Friday, October 29, 2010

Preaching with Tenderness

I will surely assemble all of you, Jacob,
I will surely gather the remnant of Israel.
I will put them together like sheep in the fold;
Like a flock in the midst of its pasture
They will be noisy with men
(Micah 2:12)


From Andrew Bonar on M'Cheyne's approach to preaching sin and judgment:
Certain it is that the tone of reproach and upbraiding is widely different from the voice of solemn warning. It is not saying hard things that pierces the conscience of our people; it is the voice of divine love heard amid the thunder.
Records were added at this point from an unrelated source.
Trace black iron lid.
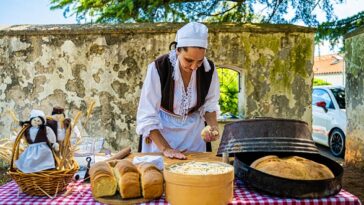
[217,118,318,155]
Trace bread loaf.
[137,163,164,199]
[250,155,335,180]
[89,161,117,197]
[114,159,141,199]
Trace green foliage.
[217,68,239,116]
[313,78,331,86]
[50,0,364,44]
[50,0,343,26]
[315,11,364,49]
[50,0,364,50]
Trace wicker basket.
[8,123,79,198]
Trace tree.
[50,0,364,44]
[217,68,239,116]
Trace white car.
[312,86,346,157]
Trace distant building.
[313,54,345,86]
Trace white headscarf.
[176,22,208,49]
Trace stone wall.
[345,28,364,168]
[0,23,314,149]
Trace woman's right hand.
[163,148,187,159]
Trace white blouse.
[136,51,220,151]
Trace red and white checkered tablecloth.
[0,180,361,205]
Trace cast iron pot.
[234,152,344,198]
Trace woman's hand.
[201,125,220,142]
[163,148,187,159]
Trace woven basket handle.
[10,124,30,170]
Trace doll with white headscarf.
[15,110,59,173]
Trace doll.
[15,110,59,173]
[47,107,81,144]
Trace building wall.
[345,28,364,167]
[0,23,314,149]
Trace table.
[0,153,361,205]
[0,180,361,205]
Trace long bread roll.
[114,159,141,199]
[89,161,117,197]
[137,163,163,199]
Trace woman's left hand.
[201,125,220,142]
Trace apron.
[15,142,56,173]
[142,110,206,152]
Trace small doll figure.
[15,110,59,173]
[47,107,81,144]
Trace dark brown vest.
[155,54,215,113]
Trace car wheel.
[329,129,345,157]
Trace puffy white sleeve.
[200,67,220,116]
[136,62,163,137]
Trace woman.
[136,22,220,159]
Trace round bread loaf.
[250,155,335,180]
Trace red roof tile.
[313,54,344,74]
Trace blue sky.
[0,0,364,55]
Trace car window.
[312,89,334,109]
[330,88,345,109]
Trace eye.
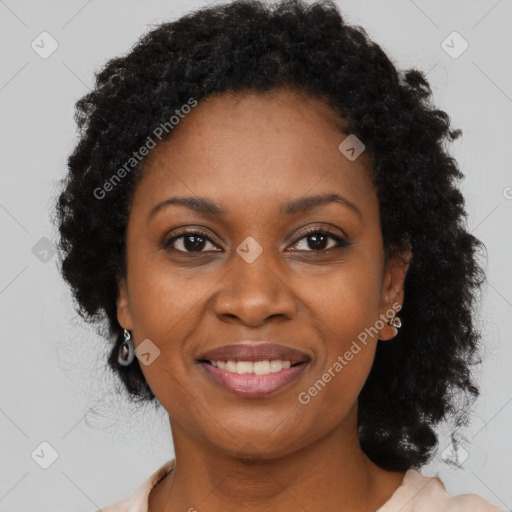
[163,230,218,253]
[292,228,350,252]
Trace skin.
[117,89,411,512]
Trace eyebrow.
[148,193,363,220]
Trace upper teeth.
[210,359,292,375]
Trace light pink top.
[96,459,504,512]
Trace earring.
[117,329,135,366]
[388,315,402,329]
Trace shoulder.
[377,469,503,512]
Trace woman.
[53,1,499,512]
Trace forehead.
[134,89,376,220]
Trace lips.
[197,341,311,398]
[197,341,310,366]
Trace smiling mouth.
[199,359,307,375]
[198,359,309,398]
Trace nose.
[213,251,297,327]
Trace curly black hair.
[50,0,485,470]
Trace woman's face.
[117,90,412,458]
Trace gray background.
[0,0,512,512]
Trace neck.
[149,406,404,512]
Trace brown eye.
[288,228,350,252]
[164,231,218,253]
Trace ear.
[116,278,133,330]
[378,245,413,340]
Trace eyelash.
[163,227,351,254]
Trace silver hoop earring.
[117,329,135,366]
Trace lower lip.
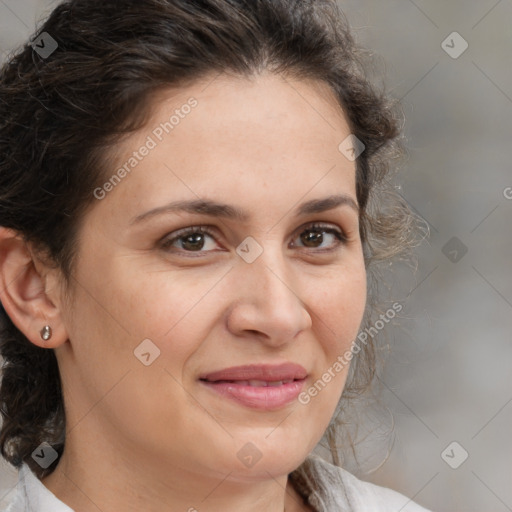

The sharpest point of the two-edged sword is not death, but life; and against self-righteous souls this latter ought to be more used than the former. For such souls can hear us tell of the open gates of hell and the unquenchable fire far more unconcernedly than of the gates of heaven wide open for their immediate return.

When we preach that the glad tidings were intended to impart immediate assurance of eternal life to every sinner that believes them, we strike deeper upon the proud enmity of the world to God, than when we show the eternal curse and the second death.

- Bonar, Memoir and Remains of Robert Murray M'Cheyne (Banner; reprint, 2004), p. 43.
Our sovereign God truly stands before the sinner as a Judge, but even more as a Savior and Shepherd, and so must His preachers declare Him. Prayerfully searching for such clarity and compassion in Micah 3.